Renata Marta Kaznowska (née Stanowska, born 20 September 1970 in Czchów) is a Polish government official who served as the Deputy Mayor of the Capital City of Warsaw from 2016 to 2026.

==Biography==
She graduated from public administration at the University of Warsaw and has completed a postgraduate programme in European Union Studies at the SGH Warsaw School of Economics, a postgraduate programme in EU Structural Funds at the Faculty of Law of Cardinal Stefan Wyszyński University in Warsaw, and an Executive Master of Business Administration (EMBA) at the Higher School of Management.

She has worked in the local government administration of the Capital City of Warsaw since 1994. From 2003 to 2015, she was Director of the Public Spaces Authority, managing 300 hectares of public space in the city centre (parks, squares, public spaces, roads and an area inscribed on the UNESCO World Heritage List). Among others, she was responsible for the regeneration of the Krasiński Garden, which sparked protests due to the felling of several hundred trees without consultation with local residents.

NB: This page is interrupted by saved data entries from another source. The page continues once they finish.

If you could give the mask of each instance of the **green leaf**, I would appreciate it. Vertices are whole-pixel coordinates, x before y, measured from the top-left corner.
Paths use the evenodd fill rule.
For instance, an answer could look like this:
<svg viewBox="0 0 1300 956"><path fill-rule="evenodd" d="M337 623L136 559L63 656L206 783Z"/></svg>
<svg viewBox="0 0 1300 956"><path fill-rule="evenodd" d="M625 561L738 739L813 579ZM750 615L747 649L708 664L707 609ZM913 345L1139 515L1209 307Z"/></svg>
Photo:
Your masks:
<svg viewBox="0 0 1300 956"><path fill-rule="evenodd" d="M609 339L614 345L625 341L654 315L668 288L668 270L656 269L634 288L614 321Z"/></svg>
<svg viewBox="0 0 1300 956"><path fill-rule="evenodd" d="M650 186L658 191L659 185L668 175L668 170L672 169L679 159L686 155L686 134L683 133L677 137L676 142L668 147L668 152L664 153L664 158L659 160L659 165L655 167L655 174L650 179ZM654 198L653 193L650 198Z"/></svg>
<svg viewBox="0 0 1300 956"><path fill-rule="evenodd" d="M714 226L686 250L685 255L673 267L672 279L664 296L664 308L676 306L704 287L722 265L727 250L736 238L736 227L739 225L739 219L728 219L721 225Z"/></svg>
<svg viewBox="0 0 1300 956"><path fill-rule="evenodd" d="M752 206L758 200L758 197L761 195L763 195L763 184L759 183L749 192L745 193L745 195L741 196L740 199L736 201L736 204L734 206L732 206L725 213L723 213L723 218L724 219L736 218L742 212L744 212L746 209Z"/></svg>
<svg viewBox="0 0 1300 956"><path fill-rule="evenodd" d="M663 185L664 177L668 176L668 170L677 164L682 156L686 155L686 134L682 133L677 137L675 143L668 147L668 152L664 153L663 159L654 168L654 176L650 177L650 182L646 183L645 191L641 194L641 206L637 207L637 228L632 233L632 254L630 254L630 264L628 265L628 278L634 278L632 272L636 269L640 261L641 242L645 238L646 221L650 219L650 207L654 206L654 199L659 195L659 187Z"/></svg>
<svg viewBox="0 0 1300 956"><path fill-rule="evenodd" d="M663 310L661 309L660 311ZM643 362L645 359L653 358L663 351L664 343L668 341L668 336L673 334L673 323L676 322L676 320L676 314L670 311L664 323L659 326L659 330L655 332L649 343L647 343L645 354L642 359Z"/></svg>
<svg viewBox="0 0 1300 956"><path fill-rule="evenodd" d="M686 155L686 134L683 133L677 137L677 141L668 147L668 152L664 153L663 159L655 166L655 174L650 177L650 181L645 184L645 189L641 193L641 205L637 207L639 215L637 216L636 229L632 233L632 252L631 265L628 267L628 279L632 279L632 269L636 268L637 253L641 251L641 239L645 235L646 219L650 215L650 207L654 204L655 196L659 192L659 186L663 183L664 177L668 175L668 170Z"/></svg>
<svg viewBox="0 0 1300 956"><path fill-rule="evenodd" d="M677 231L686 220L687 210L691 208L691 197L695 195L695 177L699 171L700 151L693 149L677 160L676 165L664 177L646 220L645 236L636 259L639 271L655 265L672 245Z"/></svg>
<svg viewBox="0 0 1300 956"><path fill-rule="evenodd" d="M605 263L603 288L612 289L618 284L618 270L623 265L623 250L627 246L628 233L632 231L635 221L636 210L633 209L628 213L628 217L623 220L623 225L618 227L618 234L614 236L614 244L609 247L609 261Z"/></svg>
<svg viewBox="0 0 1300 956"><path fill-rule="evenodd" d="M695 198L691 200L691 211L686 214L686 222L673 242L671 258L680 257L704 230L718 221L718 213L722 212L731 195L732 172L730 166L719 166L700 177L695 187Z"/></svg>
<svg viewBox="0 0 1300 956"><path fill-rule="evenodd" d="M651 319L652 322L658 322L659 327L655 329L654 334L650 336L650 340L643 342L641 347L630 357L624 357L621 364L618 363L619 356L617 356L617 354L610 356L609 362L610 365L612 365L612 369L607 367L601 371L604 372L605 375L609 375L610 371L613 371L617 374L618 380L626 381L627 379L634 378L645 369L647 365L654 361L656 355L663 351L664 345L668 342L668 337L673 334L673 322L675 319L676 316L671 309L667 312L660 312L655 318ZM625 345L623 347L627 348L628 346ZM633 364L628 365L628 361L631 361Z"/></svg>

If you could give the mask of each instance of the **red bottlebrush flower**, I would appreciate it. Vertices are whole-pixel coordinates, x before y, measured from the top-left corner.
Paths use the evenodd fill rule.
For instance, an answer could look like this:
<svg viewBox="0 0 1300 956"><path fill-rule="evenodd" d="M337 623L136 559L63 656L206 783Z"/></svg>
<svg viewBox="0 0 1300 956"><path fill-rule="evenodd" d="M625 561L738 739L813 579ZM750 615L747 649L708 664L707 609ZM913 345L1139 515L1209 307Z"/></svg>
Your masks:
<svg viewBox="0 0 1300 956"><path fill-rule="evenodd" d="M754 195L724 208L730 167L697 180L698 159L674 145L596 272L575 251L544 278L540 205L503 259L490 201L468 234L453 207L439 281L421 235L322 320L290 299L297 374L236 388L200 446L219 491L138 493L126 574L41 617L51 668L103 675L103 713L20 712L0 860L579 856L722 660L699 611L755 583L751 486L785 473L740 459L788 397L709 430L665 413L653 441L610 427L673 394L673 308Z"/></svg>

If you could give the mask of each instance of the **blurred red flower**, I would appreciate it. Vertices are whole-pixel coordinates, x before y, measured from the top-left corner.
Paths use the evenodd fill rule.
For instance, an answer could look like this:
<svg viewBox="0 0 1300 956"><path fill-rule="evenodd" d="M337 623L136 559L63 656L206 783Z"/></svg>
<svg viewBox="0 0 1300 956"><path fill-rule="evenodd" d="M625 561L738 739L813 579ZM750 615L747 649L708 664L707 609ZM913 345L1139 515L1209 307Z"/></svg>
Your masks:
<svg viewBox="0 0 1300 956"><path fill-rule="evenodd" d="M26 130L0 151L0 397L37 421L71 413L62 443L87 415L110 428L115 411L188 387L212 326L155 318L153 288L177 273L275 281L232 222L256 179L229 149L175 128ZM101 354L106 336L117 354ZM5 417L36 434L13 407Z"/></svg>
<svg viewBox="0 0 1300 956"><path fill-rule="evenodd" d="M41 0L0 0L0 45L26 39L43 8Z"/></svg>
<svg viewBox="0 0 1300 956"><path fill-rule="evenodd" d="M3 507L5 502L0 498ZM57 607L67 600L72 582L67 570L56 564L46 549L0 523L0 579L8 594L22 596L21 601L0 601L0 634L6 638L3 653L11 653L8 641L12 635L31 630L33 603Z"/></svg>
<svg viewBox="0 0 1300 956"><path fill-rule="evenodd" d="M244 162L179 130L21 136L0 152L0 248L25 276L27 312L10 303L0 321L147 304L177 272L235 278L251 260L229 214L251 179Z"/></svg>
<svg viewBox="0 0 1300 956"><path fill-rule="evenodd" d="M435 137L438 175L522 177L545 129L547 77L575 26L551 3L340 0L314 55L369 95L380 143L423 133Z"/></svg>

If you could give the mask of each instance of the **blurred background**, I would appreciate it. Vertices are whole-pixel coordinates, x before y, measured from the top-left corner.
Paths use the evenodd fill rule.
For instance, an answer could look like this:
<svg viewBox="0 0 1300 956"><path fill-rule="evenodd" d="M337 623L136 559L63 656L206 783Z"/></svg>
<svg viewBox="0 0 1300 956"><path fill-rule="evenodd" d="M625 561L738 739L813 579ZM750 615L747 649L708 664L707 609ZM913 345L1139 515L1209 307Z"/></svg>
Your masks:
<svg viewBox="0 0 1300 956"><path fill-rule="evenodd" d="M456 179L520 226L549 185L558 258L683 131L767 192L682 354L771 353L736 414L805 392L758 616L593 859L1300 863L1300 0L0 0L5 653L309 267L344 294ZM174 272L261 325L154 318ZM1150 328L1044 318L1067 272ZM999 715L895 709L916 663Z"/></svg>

Between 2015 and 2016, she was Chair of the Board of Palace of Culture and Science sp. z o.o. From 20 September 2016 to 22 November 2018, she served as Deputy Mayor of Warsaw to Hanna Gronkiewicz-Waltz, overseeing the institutions responsible for transport and road infrastructure: the Public Transport Authority, Warsaw Metro, Warsaw Trams, Warsaw Rapid Urban Railway, and the Municipal Bus Services, as well as the Municipal Water Supply and Sewerage Company and the Office for Sport and Recreation.

On 23 November 2018, she was appointed Deputy Mayor of the Capital City of Warsaw by Rafał Trzaskowski. Initially, she was responsible for matters relating to education and housing policy, and oversaw the capital’s Conservator of Monuments and the Office for Sport and Recreation. Following the dismissal of Paweł Rabiej from the post of Deputy Mayor in 2020, she took over his responsibilities, including the health portfolio. During her term of office, which began in 2024, she managed, on behalf of the Mayor, matters relating to architecture, spatial development and mobility policy, education, healthcare and health policy, sport and recreation, and the administration of the City Council, overseeing the Office of Education, the Office of Health Policy, the Office of the City Council of Warsaw and the Office of Sport and Recreation.

On 3 July 2026, she resigned from her post as Deputy Mayor of the Capital City of Warsaw.

She sits on the supervisory board of Metro Warszawskie. She also sat on the supervisory board of the Municipal Investment Implementation Company.

She is a member of the Civic Coalition.

==Personal life==
She is married and has one son, Szymon.

==Awards==
- Bronze Cross of Merit (2011);
- Medal of the Commission of National Education (2026);
- Jean-Paul-L'Allier Prize for Heritage;
- Silver Medal ‘For Services to the Engineering Corps’ of the Polish Armed Forces;
- Honorary Gold Badge of the Society of Friends of Warsaw;
- 80th Anniversary of the Warsaw Uprising Commemorative Medal (2024).